Beth Sotelo mentally prepared herself for the decision weeks ago, and on Monday, it arrived: Comic-Con International announced that the pandemic forced it to cancel its annual convention in San Diego for the second year in a row.

“That was a blow,” Sotelo said. “It’s a huge financial hit.”

Sotelo is the artist behind the comic character Grump. The San Diegan missed out on selling her Grump book last year when the pandemic shut down the 2020 Comic-Con.

“It really kind of took the wind out of my sails,” Sotelo said.

However, Sotelo supported the decision to cancel the 2021 convention as well.

“I kind of wasn’t surprised,” Sotelo said. “I was thinking, ‘Yeah, I’m glad that they let us all know and it’s not some kind of iffy thing.’ ”

“It’s been hard to process emotions,” Matthew Berger said.

Berger and his wife own the Mysterious Galaxy bookstore in the Midway District. Last year was particularly rough for the business owners.

“We were open in this new location for about five weeks before we shut down the store,” Berger recalled of the state of California’s stay-at-home order.

Like Sotelo, Mysterious Galaxy banks on Comic-Con.

“There’s nothing like it,” Berger said with a smile. “Comic-Con is a huge portion of our yearly revenue, and that’s kind of where we make or break our year.”

Berger said the four-and-a-half-day convention, which attracts more than 130,000 people, is bigger than any Black Friday for the bookstore.

“This is like five Black Fridays," Berger said. "Each day is like a Black Friday for us. So, the prospect of two years in a row of that is going to make for a tough year.”

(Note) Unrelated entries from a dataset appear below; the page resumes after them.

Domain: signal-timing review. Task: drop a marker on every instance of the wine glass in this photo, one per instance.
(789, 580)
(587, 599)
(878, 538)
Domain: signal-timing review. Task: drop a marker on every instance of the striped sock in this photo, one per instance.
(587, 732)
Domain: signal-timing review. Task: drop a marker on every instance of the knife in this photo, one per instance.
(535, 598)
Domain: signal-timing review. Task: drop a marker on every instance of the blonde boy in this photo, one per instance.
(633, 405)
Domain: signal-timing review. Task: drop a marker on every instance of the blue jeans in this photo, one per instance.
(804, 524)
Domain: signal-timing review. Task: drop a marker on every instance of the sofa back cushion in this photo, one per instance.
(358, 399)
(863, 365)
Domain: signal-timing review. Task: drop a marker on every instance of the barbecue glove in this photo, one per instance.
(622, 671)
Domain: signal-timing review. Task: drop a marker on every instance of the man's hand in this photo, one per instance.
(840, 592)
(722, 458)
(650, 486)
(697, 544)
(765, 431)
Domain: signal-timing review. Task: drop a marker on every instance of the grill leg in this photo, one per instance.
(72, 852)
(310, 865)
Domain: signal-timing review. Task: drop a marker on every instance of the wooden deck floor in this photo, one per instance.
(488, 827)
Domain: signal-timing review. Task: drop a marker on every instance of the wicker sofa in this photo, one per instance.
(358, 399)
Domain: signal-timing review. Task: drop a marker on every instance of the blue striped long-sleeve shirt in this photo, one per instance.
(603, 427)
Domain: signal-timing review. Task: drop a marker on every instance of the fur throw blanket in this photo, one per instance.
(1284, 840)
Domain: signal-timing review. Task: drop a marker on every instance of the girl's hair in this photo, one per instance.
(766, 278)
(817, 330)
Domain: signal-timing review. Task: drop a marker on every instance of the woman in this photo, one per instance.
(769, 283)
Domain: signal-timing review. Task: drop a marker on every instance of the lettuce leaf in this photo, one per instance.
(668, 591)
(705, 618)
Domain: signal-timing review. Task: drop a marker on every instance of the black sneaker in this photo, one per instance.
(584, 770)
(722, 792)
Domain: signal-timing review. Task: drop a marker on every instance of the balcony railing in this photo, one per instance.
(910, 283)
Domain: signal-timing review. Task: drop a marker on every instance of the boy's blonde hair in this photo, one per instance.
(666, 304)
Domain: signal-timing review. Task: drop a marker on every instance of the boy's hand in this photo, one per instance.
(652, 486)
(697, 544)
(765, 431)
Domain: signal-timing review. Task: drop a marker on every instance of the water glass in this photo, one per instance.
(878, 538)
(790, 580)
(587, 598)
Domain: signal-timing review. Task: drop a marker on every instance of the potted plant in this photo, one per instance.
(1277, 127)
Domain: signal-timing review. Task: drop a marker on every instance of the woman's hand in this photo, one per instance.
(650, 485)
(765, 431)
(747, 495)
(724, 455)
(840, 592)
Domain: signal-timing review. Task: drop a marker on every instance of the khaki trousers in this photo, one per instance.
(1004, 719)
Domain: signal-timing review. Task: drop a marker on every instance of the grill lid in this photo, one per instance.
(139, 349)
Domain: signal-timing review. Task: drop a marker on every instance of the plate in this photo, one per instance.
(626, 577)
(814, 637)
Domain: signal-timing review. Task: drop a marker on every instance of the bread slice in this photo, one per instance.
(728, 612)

Berger, too, applauded Comic-Con International’s decision to wait until 2022 to come back.

“Hundred percent support Comic-Con’s choice to protect the community and to have a safe event,” Berger said.

In the meantime, Berger said his business has embraced online sales to stay afloat.

So did Sotelo.

“Making lemonade out of the situation: ‘All right. Let’s see what this streaming thing is,’” a smiling Sotelo said about her evolving attempts at drawing Grump cartoons live for her fans.

It’s how they will stay connected and afloat until Comic-Con returns.

“We really look forward to getting back to everything safely in 2022,” Berger said.

“It’s going to be, ‘Aw, yes! I’m a part of something again!” Sotelo concluded.

Comic-Con International said it will once again host virtual events this summer. It added they are also trying to plan smaller in-person events for November.